After a lot of convincing to her parents, she finally reached Delhi for her interview in one of the biggest media houses. She cracked the interview, but while going back to her friend’s place (alone) she got pretty scared! It had rained few minutes back and it was almost dark. She took an auto, after making up her mind that yes, now that she wants to make this city her own, why not just do this. She was scared a little, kept Google Maps navigation open in her phone, and the auto driver took a wrong turn, but maybe it was just her doubt! This one turn changed her decision and she made up her mind to never move to Delhi on her own.
WHY? Not because the auto driver was corrupt, but because one suspicious action, made her think of all the negative things she could think of! Not because Delhi isn’t safe, but because one ‘gaze’ changed her mind, and all those sexual harassment cases and rapes she had heard of came into her mind all of a sudden. It is not just about things being wrong, but about faith. Why are girls still scared of moving out, why do they get chills down their spine when they think of moving out to another city all by themselves, because somewhere in the country, something wrong is happening with a young girl like her!
Wasn’t it the gaze that made her go against her own dreams? The same gaze from your boss at work can also be equally upsetting, isn’t it? Is there any difference between the look that the autowallah gave to the girl in Delhi from the look that your boss gave to your “assets”? And the answer is no. It is not just a touch, but even a small gaze might make the girl uncomfortable, being well aware of the world we live in.
So this same girl Alisha, hadn’t really been very close to men, in general. And, no male had ever touched her in a way that made her uncomfortable. Maybe, she just wasn’t very okay with the concept of friendly touch. While she was working in a growing news channel of her hometown, she was supposed to work under a male boss. This man used to smoke, he got overly dependent on her, and used to touch her in a very casual manner, but this casual touch wasn’t very casual for her.
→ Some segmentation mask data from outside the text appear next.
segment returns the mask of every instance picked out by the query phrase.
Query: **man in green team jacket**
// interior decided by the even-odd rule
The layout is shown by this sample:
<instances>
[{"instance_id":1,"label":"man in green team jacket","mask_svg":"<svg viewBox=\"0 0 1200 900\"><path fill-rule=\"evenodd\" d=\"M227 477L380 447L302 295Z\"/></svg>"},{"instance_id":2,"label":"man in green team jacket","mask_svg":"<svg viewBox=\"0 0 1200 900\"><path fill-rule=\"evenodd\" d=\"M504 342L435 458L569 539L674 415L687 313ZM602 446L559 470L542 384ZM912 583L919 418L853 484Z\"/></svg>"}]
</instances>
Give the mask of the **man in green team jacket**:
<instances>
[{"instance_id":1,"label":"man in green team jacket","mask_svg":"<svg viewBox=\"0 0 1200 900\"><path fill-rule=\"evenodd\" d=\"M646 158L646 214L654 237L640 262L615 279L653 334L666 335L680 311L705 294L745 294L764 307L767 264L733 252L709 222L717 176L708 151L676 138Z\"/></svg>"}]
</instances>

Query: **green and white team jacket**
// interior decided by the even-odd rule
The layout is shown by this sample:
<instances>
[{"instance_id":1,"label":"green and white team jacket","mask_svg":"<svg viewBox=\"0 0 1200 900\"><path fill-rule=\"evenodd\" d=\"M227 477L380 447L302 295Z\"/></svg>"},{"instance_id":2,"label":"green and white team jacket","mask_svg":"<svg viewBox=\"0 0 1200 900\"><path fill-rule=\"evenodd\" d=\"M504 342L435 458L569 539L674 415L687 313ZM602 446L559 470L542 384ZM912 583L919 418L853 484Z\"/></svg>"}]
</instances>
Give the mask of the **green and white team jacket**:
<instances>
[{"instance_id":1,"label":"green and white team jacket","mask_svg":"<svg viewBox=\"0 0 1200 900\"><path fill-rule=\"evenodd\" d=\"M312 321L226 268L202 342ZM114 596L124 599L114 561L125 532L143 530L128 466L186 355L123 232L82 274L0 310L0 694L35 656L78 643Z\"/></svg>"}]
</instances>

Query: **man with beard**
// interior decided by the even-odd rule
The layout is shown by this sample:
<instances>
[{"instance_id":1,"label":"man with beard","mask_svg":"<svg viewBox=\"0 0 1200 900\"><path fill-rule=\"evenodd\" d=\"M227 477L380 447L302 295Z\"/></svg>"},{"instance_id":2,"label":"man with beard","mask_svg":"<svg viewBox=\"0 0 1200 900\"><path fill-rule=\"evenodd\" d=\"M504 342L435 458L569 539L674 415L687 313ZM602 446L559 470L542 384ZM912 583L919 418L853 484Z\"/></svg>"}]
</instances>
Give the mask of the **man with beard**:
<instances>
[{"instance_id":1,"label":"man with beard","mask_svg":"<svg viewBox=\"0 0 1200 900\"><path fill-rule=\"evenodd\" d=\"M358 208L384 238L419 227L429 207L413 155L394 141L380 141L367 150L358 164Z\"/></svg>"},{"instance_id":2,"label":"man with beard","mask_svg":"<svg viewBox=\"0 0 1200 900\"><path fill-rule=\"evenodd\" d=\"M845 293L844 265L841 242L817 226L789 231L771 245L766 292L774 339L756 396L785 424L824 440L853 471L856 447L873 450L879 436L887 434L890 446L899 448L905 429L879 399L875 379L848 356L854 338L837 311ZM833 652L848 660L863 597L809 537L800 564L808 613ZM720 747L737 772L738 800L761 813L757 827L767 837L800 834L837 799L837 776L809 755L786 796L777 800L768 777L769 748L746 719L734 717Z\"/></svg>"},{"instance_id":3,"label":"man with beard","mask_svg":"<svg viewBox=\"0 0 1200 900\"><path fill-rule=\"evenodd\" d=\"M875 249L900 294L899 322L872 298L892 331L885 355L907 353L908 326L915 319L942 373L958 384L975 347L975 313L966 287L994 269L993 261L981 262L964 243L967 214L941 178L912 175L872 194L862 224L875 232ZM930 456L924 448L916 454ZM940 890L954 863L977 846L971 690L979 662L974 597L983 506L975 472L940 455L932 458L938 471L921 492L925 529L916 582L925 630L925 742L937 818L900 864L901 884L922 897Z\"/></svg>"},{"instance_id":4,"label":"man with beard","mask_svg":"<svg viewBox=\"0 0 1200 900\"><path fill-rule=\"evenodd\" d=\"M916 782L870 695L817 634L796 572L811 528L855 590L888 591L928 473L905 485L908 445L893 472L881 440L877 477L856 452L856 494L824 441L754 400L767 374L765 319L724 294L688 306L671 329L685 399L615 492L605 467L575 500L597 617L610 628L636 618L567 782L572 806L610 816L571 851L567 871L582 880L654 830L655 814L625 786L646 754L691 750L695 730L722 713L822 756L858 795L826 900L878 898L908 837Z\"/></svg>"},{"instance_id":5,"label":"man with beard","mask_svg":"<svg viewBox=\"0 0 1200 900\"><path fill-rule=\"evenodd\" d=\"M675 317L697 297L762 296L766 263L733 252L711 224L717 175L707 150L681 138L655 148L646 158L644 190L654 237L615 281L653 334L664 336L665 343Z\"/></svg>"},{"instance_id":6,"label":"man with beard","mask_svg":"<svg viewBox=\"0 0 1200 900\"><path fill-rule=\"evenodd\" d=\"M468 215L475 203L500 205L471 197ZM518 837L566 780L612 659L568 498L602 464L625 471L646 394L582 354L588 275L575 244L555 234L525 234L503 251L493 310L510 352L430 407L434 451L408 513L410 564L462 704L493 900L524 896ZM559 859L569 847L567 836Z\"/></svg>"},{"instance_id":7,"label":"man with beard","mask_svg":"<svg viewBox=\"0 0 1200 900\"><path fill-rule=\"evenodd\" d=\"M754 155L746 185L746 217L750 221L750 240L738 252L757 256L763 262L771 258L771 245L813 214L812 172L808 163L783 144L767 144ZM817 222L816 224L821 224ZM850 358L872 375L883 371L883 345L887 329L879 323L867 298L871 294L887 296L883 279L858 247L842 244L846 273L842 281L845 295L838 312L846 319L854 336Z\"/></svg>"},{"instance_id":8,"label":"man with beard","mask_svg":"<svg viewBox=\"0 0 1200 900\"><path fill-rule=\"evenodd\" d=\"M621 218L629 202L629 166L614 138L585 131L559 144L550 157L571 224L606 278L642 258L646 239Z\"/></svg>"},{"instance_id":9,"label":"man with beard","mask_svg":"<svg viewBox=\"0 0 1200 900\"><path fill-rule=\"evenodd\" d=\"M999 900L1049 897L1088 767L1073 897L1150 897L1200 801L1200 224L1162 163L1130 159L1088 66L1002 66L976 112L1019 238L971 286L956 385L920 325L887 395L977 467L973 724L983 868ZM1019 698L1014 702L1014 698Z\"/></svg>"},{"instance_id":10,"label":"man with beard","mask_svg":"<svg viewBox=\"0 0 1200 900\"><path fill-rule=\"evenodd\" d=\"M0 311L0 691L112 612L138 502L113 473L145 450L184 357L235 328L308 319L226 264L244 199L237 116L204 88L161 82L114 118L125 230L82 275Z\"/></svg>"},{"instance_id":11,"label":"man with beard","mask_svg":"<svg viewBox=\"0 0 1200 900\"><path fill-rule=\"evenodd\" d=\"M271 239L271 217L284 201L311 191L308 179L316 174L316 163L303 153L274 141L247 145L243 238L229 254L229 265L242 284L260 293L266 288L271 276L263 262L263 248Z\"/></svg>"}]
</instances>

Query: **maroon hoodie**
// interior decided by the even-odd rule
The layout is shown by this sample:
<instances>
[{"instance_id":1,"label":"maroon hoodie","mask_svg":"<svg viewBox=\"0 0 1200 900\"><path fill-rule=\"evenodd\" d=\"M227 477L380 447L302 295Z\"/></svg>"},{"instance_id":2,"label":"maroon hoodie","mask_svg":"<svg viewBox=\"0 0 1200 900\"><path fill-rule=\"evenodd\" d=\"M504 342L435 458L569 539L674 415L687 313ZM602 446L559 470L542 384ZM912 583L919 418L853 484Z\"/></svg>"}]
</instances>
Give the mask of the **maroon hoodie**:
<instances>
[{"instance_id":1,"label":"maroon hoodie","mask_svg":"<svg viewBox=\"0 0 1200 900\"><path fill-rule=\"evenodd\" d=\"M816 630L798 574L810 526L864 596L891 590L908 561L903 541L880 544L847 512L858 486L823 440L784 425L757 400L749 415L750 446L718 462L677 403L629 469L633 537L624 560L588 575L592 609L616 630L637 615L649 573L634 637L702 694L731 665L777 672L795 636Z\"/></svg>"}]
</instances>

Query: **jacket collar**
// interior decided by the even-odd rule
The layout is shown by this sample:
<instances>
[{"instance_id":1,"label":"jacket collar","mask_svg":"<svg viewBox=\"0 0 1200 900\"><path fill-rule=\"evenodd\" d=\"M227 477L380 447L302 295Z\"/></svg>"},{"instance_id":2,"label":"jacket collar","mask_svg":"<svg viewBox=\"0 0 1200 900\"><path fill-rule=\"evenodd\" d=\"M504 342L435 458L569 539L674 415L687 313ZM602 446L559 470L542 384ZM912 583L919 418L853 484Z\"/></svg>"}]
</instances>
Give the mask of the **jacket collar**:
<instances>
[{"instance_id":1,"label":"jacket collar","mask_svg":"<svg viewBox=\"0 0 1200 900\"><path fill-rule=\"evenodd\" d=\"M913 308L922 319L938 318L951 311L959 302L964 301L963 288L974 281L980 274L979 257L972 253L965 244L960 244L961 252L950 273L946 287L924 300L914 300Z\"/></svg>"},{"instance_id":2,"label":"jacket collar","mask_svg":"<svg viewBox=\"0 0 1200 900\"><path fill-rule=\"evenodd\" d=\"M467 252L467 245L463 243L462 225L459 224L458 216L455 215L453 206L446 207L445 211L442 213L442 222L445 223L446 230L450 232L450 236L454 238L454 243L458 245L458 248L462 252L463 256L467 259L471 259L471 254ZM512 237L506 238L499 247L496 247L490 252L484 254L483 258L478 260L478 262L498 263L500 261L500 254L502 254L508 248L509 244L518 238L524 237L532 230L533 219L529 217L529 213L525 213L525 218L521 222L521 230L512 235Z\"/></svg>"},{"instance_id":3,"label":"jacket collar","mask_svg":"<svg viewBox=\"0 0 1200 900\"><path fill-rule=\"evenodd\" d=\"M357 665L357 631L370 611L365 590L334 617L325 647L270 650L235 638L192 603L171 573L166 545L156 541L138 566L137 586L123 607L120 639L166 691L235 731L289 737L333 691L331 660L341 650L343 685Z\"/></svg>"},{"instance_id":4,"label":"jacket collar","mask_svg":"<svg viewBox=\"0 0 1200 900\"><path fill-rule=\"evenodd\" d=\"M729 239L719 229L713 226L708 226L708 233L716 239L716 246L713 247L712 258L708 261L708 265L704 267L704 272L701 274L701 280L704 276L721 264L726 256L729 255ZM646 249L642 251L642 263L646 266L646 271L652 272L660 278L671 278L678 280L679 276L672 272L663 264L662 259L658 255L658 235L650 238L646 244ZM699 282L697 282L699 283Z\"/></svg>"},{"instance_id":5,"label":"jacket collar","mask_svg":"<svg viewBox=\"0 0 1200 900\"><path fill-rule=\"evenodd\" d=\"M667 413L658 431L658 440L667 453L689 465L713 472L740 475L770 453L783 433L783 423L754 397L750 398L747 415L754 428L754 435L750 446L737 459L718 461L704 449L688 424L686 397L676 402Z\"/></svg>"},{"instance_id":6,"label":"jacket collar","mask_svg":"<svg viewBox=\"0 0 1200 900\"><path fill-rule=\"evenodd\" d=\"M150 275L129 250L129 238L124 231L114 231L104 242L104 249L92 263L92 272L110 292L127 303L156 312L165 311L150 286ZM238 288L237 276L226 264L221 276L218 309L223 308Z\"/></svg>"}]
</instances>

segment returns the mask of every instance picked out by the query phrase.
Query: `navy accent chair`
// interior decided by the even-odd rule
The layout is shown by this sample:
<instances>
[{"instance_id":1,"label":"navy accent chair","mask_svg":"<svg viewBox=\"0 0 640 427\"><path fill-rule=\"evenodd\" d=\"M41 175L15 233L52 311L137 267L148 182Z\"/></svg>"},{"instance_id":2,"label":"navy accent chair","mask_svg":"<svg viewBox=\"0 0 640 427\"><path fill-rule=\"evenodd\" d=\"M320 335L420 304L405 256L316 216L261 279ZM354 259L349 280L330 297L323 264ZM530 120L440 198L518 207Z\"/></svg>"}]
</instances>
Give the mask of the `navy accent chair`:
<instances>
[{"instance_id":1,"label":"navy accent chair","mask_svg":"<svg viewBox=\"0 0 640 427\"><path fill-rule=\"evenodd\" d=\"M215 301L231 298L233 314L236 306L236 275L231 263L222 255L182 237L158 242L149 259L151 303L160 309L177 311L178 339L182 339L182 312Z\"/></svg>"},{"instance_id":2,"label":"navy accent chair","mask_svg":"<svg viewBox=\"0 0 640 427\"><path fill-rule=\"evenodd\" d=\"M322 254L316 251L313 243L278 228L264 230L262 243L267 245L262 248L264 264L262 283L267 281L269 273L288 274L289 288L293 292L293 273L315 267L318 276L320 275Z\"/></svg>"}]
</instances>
What made her so uncomfortable with this touch? Her upbringing, her family, her friends… everything.
We can’t just say that females aren’t safe in their workplace, because in this century, so many women are working in a full-time job. So, do they all face such consequences at work? I hope not! So what is it that makes a man get attracted to a woman at the workplace? It is pretty normal, isn’t it? But, what’s wrong is, getting sexually attracted to a woman, and forcing her into something without her consent.
Leaving that aside, there are instances when men try to touch a female with a wrong intention, and men need to understand that this touch isn’t friendly, and might be irritating the girl. It is just not okay to touch a girl around her waist, or around her bust, even by chance. It is pretty easy to make out for a man when his touch is making the girl ‘uncomfortable’, and that must bring an end to it, isn’t it?
We all have heard of this right? What is a good touch and what’s bad touch, why a man is not supposed to make a girl uncomfortable, with his touch, gaze or even with his words. We all live in the time where women are not behind men, be it any field. Then why do we need to tell a guy how he is supposed to behave with a girl. Why isn’t every guy aware of the fact that a girl’s consent is important for every action you take. We all have heard and read about such stuff, but still we need to say these because the need is still very much alive! Tragic, no?